- Catcher
- Born: January 5, 1951 (age 75) Sacramento, California, U.S.
- Batted: RightThrew: Right

MLB debut
- April 22, 1978, for the Montreal Expos

Last MLB appearance
- September 16, 1978, for the Montreal Expos

MLB statistics
- Batting average: .182
- Hits: 2
- Runs batted in: 3
- Stats at Baseball Reference

Teams
- Montreal Expos (1978);

= Bob Reece =

American baseball player (born 1951)

Robert Scott Reece (born January 5, 1951) is an American former professional baseball player. A catcher, he was a graduate of Stanford University and spent nine seasons in the minor league system of the Montreal Expos — playing in nine games in the Major Leagues for Montreal at the beginning and the end of the season. He threw and batted right-handed, stood 6 ft 1 in tall and weighed 190 lb.

==Career==
Reece was signed by the Expos as a non-drafted free agent in 1973. He reached the Triple-A level in 1975 as a member of the Memphis Blues of the International League, then the Expos' top farm system affiliate. The following season, Montreal signed a player development contract with the Denver Bears of the American Association, and Reece would spend all or parts of six years as a member of the Bears.

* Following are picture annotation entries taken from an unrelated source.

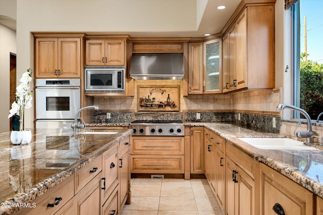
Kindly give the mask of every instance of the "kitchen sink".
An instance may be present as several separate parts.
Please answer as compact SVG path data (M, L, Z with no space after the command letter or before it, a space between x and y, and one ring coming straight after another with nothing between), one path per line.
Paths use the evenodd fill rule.
M118 132L111 131L85 131L82 134L116 134Z
M282 138L238 138L238 139L261 149L319 150L304 145L303 142Z

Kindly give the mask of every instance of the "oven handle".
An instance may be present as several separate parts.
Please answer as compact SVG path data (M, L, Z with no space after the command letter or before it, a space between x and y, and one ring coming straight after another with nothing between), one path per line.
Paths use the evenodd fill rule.
M36 87L36 88L49 88L49 89L54 89L54 88L69 88L69 89L80 89L81 87L79 86L75 86L75 87Z

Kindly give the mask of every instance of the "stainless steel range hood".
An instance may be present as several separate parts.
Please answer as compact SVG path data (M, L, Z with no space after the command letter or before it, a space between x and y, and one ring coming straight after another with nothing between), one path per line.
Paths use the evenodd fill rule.
M135 80L182 80L183 53L133 53L130 77Z

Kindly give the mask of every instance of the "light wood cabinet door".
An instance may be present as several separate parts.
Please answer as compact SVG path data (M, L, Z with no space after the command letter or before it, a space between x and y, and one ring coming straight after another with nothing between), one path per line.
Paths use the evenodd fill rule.
M224 153L217 149L215 168L216 197L221 208L224 208L226 184L226 169Z
M125 54L124 40L85 42L85 64L88 66L123 66Z
M191 129L191 174L204 174L204 128Z
M203 94L203 43L188 43L188 94Z
M286 214L313 214L313 193L263 164L259 168L260 214L277 214L274 205Z
M58 39L35 39L35 76L36 78L57 78Z
M75 211L78 215L99 214L101 211L101 174L98 175L74 196Z
M36 78L81 77L81 38L37 38L35 43Z

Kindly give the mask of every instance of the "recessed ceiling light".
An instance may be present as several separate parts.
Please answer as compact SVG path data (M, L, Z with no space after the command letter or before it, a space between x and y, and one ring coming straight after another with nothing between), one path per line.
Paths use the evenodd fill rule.
M225 6L224 5L221 5L220 6L218 6L218 9L219 10L222 10L222 9L224 9L227 6Z

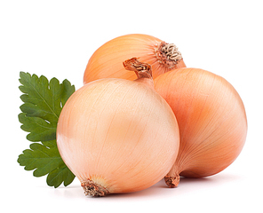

In 1978, Reece batted a career-high .296 in 47 games for Denver, in between his Major League trial with the Expos. He played rarely for Montreal, appearing in a total of seven games between April and early June. On May 7, his third big league game, Reece collected his first MLB hit, run scored and run batted in when he doubled off relief pitcher Dave Tomlin during a 19–5 rout of the Cincinnati Reds at Riverfront Stadium.

He started his first MLB game at catcher two days later during the second game of a doubleheader against the Atlanta Braves; he was held hitless in two at bats by future Hall of Famer Phil Niekro, then was pinch hit for by the Expos' regular catcher, another future Hall of Famer, Gary Carter. During his late-season stint with the Expos, Reece got into two September games.

In the second of those, on September 16, he singled off Don Robinson of the Pittsburgh Pirates for his second and final MLB hit in his final big-league appearance.

Reece started three of the MLB games in which he played. He collected two hits in 11 at-bats, with no bases on balls, striking out four times. His minor league career ended after the 1981 season and 672 games played.